Additional factors also illustrate the difficulty in Legionella antibody testing. First, it has been argued that the use of L. pneumophila serotypes 1 to 6 in a screening assay may not always be helpful in making a definitive diagnosis of Legionella infection. It has been suggested that screening for L. pneumophila types 1 to 6 should be avoided since samples that are positive by a polyvalent antigen do not produce consistent results when tested with a monovalent antigen (4). Since 65 to 70% of the cases of Legionnaires' disease can be detected with assays specific for L. pneumophila type 1 (4, 11), use of a type 1 antigen would alleviate the need for polyvalent antigens covering various serotypes and would still allow fairly high sensitivity in the detection of L. pneumophila infections. Second, testing of a single sample, rather than paired samples, may indicate falsely elevated antibody levels. This is due to the presence of high background antibody levels in specimens obtained from patients in North America (10). The issue of high Legionella antibody titers in the general public (up to 20%) illustrates the necessity of follow-up testing of convalescent-phase samples from patients with acute-phase samples that are positive for Legionella infection. We included equivocal samples (16%) in the panel for an accurate representation of the high background seroprevalence of Legionella antibody titers in the general population.

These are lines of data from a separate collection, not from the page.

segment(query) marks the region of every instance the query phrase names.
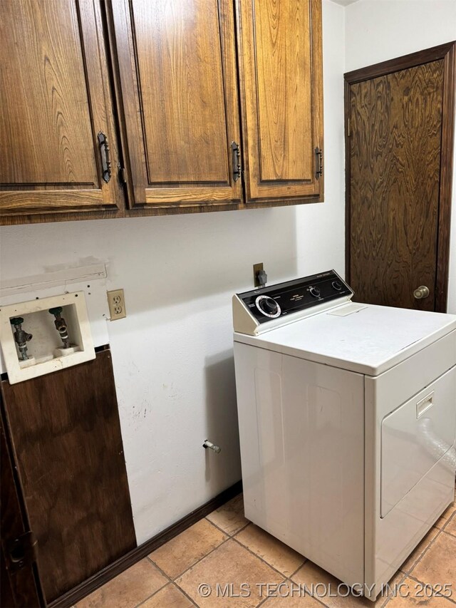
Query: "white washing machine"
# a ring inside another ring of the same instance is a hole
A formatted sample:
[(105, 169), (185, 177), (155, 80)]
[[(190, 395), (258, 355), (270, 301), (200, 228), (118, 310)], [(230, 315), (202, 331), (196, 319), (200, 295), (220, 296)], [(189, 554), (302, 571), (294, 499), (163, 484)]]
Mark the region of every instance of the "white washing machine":
[(374, 599), (453, 500), (456, 316), (333, 271), (233, 298), (246, 517)]

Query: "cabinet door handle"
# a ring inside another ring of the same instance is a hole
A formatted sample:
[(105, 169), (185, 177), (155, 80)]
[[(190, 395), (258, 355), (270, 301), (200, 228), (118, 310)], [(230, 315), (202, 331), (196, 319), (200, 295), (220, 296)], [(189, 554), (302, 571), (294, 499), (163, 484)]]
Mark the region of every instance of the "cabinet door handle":
[(98, 145), (100, 146), (100, 158), (101, 158), (101, 177), (104, 182), (108, 183), (111, 178), (111, 160), (109, 152), (109, 143), (108, 138), (100, 131), (98, 135)]
[(315, 178), (318, 180), (320, 175), (323, 175), (323, 150), (319, 148), (315, 148), (316, 164), (315, 169)]
[(237, 182), (241, 177), (241, 153), (239, 144), (235, 141), (231, 143), (231, 149), (233, 153), (233, 179)]

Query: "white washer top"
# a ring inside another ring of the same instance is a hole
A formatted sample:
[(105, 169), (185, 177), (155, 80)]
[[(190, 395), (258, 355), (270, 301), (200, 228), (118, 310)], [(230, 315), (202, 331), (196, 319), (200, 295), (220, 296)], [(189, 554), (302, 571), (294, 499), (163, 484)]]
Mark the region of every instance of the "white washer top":
[(234, 341), (378, 376), (455, 330), (454, 314), (351, 302)]

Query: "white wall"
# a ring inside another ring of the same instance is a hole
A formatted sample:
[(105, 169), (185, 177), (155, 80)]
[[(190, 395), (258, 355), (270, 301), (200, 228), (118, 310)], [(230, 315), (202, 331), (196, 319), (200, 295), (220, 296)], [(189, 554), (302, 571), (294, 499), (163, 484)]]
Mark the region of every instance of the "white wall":
[(323, 0), (324, 204), (1, 230), (1, 280), (100, 260), (125, 289), (108, 331), (140, 543), (240, 478), (231, 297), (252, 264), (343, 273), (343, 11)]
[[(345, 11), (346, 71), (456, 39), (455, 0), (359, 0)], [(454, 170), (448, 299), (448, 311), (453, 313), (456, 313), (455, 200)]]

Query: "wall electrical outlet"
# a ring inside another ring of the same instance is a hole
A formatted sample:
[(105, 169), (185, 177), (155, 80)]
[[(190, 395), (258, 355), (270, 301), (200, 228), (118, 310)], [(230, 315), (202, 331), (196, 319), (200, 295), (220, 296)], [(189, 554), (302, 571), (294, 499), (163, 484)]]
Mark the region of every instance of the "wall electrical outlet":
[(258, 280), (258, 273), (260, 270), (264, 270), (263, 268), (263, 262), (261, 262), (260, 264), (254, 264), (254, 287), (259, 287), (261, 286), (261, 283)]
[(127, 316), (125, 309), (125, 299), (123, 295), (123, 289), (114, 289), (107, 292), (108, 304), (109, 304), (109, 314), (111, 321), (117, 321), (118, 319), (123, 319)]

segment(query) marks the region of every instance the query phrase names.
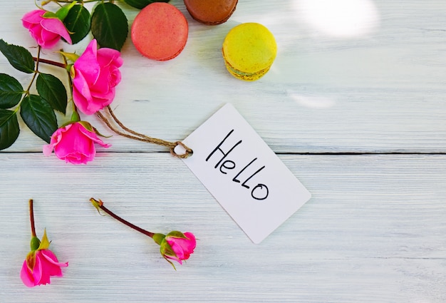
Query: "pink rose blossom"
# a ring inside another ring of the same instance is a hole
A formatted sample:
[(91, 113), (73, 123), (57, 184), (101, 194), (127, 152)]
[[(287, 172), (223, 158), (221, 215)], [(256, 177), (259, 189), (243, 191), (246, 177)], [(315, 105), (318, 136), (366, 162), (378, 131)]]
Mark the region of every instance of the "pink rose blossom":
[(73, 66), (73, 99), (86, 115), (95, 113), (110, 105), (115, 98), (115, 86), (121, 81), (120, 53), (112, 48), (97, 48), (90, 42)]
[(43, 48), (51, 48), (61, 39), (61, 36), (71, 44), (71, 38), (62, 21), (56, 18), (44, 18), (46, 11), (36, 9), (26, 13), (21, 19), (31, 37)]
[(166, 235), (160, 245), (161, 254), (165, 258), (182, 264), (182, 260), (189, 259), (190, 255), (194, 252), (196, 246), (197, 240), (192, 232), (182, 234), (179, 232), (172, 232)]
[(20, 278), (28, 287), (50, 284), (50, 277), (62, 277), (61, 267), (68, 262), (61, 263), (50, 250), (36, 250), (24, 262)]
[(110, 146), (98, 138), (94, 131), (85, 128), (83, 123), (76, 122), (56, 130), (50, 144), (43, 146), (43, 154), (49, 155), (54, 150), (61, 160), (73, 164), (86, 164), (95, 158), (95, 143), (105, 148)]

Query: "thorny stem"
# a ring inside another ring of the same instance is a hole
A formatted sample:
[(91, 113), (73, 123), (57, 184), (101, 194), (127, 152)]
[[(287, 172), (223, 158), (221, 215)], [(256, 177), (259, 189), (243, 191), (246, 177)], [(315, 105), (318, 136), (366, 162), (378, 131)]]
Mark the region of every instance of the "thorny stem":
[[(41, 47), (38, 46), (38, 53), (40, 53), (40, 49), (41, 49)], [(41, 58), (38, 58), (38, 55), (37, 56), (37, 57), (33, 57), (33, 60), (37, 62), (37, 64), (38, 64), (39, 62), (41, 62), (43, 63), (46, 63), (46, 64), (50, 64), (54, 66), (61, 67), (62, 68), (66, 68), (66, 64), (61, 63), (60, 62), (53, 61), (52, 60), (43, 59)]]
[(34, 225), (34, 208), (33, 207), (33, 199), (29, 199), (29, 220), (31, 222), (31, 234), (36, 236), (36, 225)]
[(121, 223), (125, 224), (125, 225), (128, 226), (130, 228), (134, 229), (135, 230), (141, 232), (142, 234), (145, 235), (146, 236), (150, 237), (153, 237), (153, 235), (155, 235), (154, 232), (150, 232), (147, 230), (143, 230), (141, 227), (139, 227), (136, 225), (135, 225), (134, 224), (130, 223), (130, 222), (123, 219), (122, 217), (119, 217), (118, 215), (115, 215), (114, 212), (113, 212), (111, 210), (110, 210), (108, 208), (105, 207), (104, 206), (104, 203), (103, 202), (102, 202), (102, 200), (97, 200), (96, 199), (95, 199), (94, 197), (92, 197), (90, 199), (90, 201), (93, 204), (93, 205), (95, 205), (95, 207), (98, 207), (99, 208), (100, 208), (101, 210), (103, 210), (104, 211), (104, 212), (110, 215), (112, 217), (113, 217), (114, 219), (116, 219), (117, 220), (118, 220), (119, 222), (120, 222)]
[(38, 47), (37, 48), (37, 57), (36, 58), (33, 57), (33, 58), (36, 61), (36, 68), (34, 69), (34, 73), (33, 74), (33, 78), (31, 79), (31, 82), (29, 83), (28, 88), (26, 88), (26, 95), (29, 95), (29, 90), (31, 88), (31, 86), (33, 85), (33, 83), (34, 82), (34, 80), (36, 79), (36, 76), (37, 76), (37, 73), (38, 73), (38, 62), (41, 61), (41, 59), (40, 58), (41, 49), (41, 46), (38, 46)]

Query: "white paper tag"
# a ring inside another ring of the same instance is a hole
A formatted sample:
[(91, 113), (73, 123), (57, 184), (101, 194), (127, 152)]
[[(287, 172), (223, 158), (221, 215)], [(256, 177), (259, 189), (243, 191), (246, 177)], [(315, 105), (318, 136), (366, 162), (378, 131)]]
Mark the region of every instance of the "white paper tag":
[(185, 163), (254, 243), (311, 196), (229, 103), (182, 142)]

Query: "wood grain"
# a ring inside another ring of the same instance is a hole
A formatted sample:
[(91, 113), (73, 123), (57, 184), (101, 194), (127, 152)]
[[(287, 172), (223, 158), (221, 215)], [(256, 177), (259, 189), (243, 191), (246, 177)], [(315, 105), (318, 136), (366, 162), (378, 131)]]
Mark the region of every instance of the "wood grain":
[[(165, 148), (113, 135), (93, 162), (67, 165), (44, 157), (44, 143), (21, 120), (19, 140), (0, 152), (0, 302), (446, 302), (444, 1), (362, 0), (375, 8), (376, 23), (349, 36), (310, 21), (316, 2), (239, 1), (227, 23), (206, 26), (172, 0), (189, 22), (185, 50), (152, 61), (128, 40), (113, 103), (130, 128), (176, 141), (231, 102), (310, 201), (256, 245)], [(351, 11), (342, 7), (348, 2), (338, 7)], [(118, 4), (131, 24), (138, 10)], [(20, 21), (33, 1), (1, 7), (0, 38), (35, 51)], [(254, 83), (232, 77), (220, 51), (229, 30), (248, 21), (268, 27), (279, 47)], [(58, 46), (81, 53), (87, 43)], [(25, 87), (30, 80), (3, 56), (0, 72)], [(173, 270), (150, 239), (100, 216), (90, 197), (152, 232), (194, 232), (195, 252)], [(63, 278), (32, 289), (19, 278), (30, 198), (38, 234), (46, 228), (51, 248), (69, 262)]]

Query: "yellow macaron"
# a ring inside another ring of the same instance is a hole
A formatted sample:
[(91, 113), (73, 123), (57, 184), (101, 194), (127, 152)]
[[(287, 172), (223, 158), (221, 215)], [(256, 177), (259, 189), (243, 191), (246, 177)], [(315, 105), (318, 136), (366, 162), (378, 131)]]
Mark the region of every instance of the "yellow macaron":
[(269, 71), (277, 45), (268, 29), (258, 23), (244, 23), (229, 31), (222, 48), (224, 63), (234, 77), (254, 81)]

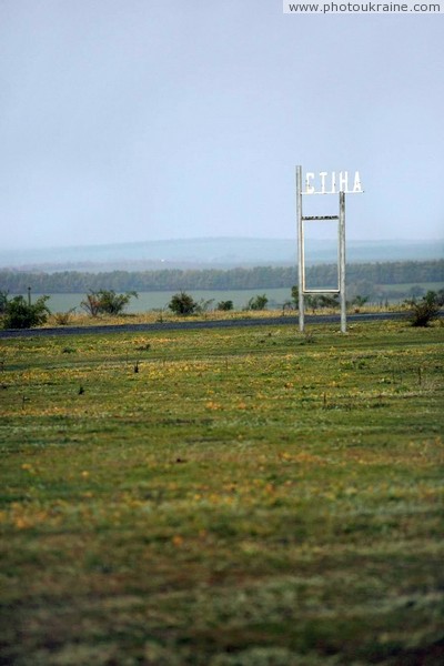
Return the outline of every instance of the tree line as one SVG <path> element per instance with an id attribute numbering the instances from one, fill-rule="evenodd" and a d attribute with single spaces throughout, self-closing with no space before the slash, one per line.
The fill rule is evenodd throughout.
<path id="1" fill-rule="evenodd" d="M 444 260 L 356 263 L 347 265 L 347 283 L 405 284 L 444 281 Z M 312 287 L 337 283 L 336 264 L 306 268 L 306 282 Z M 0 291 L 26 293 L 81 293 L 88 291 L 167 291 L 242 290 L 289 287 L 297 283 L 295 266 L 256 266 L 252 269 L 167 269 L 158 271 L 110 271 L 90 273 L 62 271 L 54 273 L 0 270 Z"/>

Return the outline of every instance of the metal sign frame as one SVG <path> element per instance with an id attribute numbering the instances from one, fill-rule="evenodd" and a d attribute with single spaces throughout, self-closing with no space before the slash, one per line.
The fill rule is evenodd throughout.
<path id="1" fill-rule="evenodd" d="M 332 188 L 333 189 L 333 188 Z M 361 185 L 359 190 L 362 192 Z M 303 194 L 333 194 L 334 192 L 306 191 L 302 189 L 302 167 L 296 167 L 296 215 L 297 215 L 297 276 L 299 276 L 299 327 L 305 329 L 304 296 L 309 294 L 339 294 L 341 304 L 341 333 L 346 333 L 346 301 L 345 301 L 345 192 L 339 192 L 337 215 L 304 215 L 302 206 Z M 337 220 L 337 289 L 306 289 L 305 283 L 305 240 L 304 222 Z"/>

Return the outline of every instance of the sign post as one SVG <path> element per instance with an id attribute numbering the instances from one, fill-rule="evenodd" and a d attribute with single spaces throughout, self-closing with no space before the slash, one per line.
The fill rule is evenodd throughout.
<path id="1" fill-rule="evenodd" d="M 353 185 L 349 179 L 347 171 L 332 172 L 321 171 L 306 172 L 305 185 L 302 185 L 302 167 L 296 167 L 296 218 L 297 218 L 297 278 L 299 278 L 299 327 L 301 333 L 305 327 L 305 303 L 306 294 L 331 293 L 340 296 L 341 304 L 341 333 L 346 333 L 346 300 L 345 300 L 345 194 L 357 194 L 363 192 L 359 171 L 353 176 Z M 304 215 L 304 194 L 337 194 L 337 215 Z M 305 280 L 305 239 L 304 222 L 306 221 L 337 220 L 337 286 L 334 289 L 309 289 Z"/>

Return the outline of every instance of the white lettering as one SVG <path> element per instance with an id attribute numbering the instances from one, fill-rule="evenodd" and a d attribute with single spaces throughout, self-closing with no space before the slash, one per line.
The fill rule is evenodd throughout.
<path id="1" fill-rule="evenodd" d="M 340 192 L 349 190 L 349 171 L 340 171 Z"/>
<path id="2" fill-rule="evenodd" d="M 332 191 L 331 194 L 336 194 L 336 173 L 332 171 Z"/>
<path id="3" fill-rule="evenodd" d="M 349 171 L 320 171 L 317 173 L 307 171 L 305 174 L 305 190 L 303 194 L 336 194 L 337 192 L 356 194 L 363 191 L 359 171 L 354 172 L 353 188 L 352 172 L 349 179 Z"/>
<path id="4" fill-rule="evenodd" d="M 305 174 L 305 194 L 314 194 L 314 186 L 310 184 L 311 180 L 314 180 L 314 173 L 307 171 Z"/>
<path id="5" fill-rule="evenodd" d="M 362 192 L 360 172 L 354 172 L 353 192 Z"/>

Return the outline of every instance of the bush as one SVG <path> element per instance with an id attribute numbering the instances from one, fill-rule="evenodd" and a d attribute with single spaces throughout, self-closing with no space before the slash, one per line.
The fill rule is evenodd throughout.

Despite the many reasons why screening for L. pneumophila types 1 to 6 has limited utility, we continue to offer this testing because of clinician demand for detection of Legionella serotypes other than type 1. Since neither the Wampole nor the Zeus assay was found to be an acceptable screening assay and since the commercial antigen is no longer available, the Legionella type 1 to 6 IgG IFA appears to be a better screen for Legionella infections. As other commercial assays or Legionella antigen sources become available, repeat evaluation of the Zeus and Wampole assays, along with the MARDX IFA slide, may help determine if the assay or antigen serogroup combination is acceptable in a screening assay. Laboratories attempting to replace an IFA type 1 to 6 screen with an alternative ELISA should carefully investigate the sensitivity of the replacement assay.